10 July 2025
EMoDiR is planning for the upcoming RSA conference in San Francisco (February 19–21, 2026), a series of panels analyzing the concept of the devil in the context of religious dissent.
EMoDiR is an international research group focusing on the history of religious dissent, radicalism, and minorities in early modern times (emodir.net). Since 2011, the group has organized panels at the RSA annual conferences on practices and conceptual frameworks of religious conflict, heresy, and groups of radical dissent. The panels are characterized by a multiplicity of methodological and theoretical approaches.
EMoDiR is now planning for the upcoming RSA conference in San Francisco (February 19–21, 2026), a series of panels analyzing the concept of the devil in the context of religious dissent. The significance of discourses surrounding the devil in understanding early modern practices of resistance and subversion is both deep and wide-ranging. Far from being marginal or purely theological, these discourses served as powerful frameworks through which early modern individuals and communities articulated dissent, negotiated power, and explored the limits of orthodoxy. The figure of the devil – simultaneously feared, condemned, and obsessively discussed – became a vehicle for confronting anxieties about authority, transgression, and the unknown.

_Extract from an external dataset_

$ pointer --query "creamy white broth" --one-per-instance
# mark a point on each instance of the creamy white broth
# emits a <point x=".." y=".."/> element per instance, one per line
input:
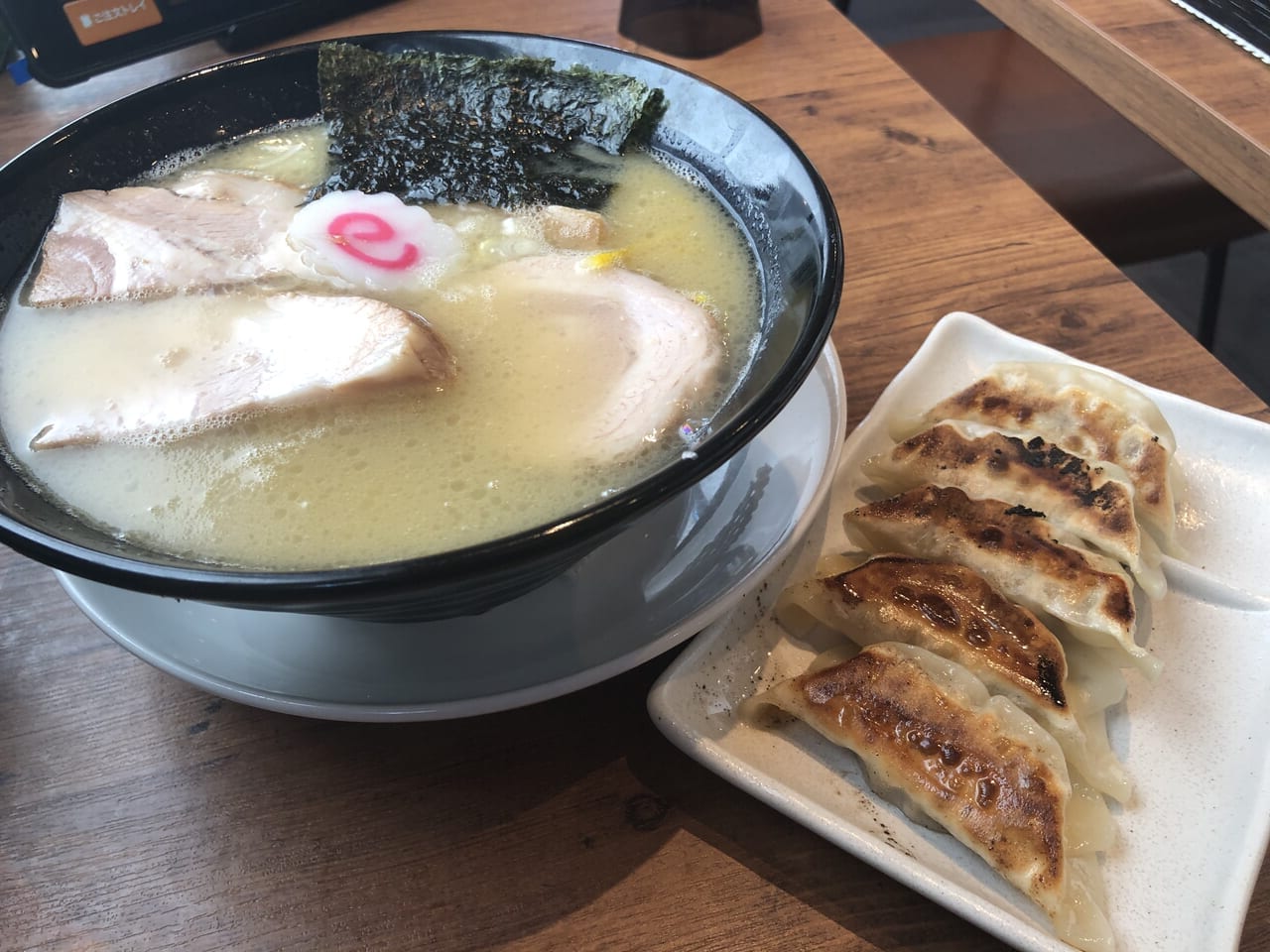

Such discourses played a central role in theological and philosophical debates on the nature of evil and the human condition. Discussions of demonic agency allowed thinkers to probe fundamental questions about sin, free will, and divine justice. At the same time, they fed into broader epistemological reflections on the significance of the nature of vice and the boundaries between good and evil. Equally important were the tensions between actual or imagined practices of demonic worship and their condemnation. Whether in the form of witchcraft trials, popular rumors, or polemics, allegations of diabolical pacts often reflected deeper societal conflicts over gender roles, sexuality, social marginality, and religious nonconformity. Finally, diabolical imagery served as a powerful tool to undermine religious and political rulers, criticize ecclesiastical corruption, or frame rebellion. By examining, on the one hand, the ways in which the devil was identified and, on the other, the implications of demonization as a process of othering, we aim at clarifying the place the “devil” held in the context of early modern politics, religious polemics, visual and material culture, daily communal life, and personal devotion and beliefs.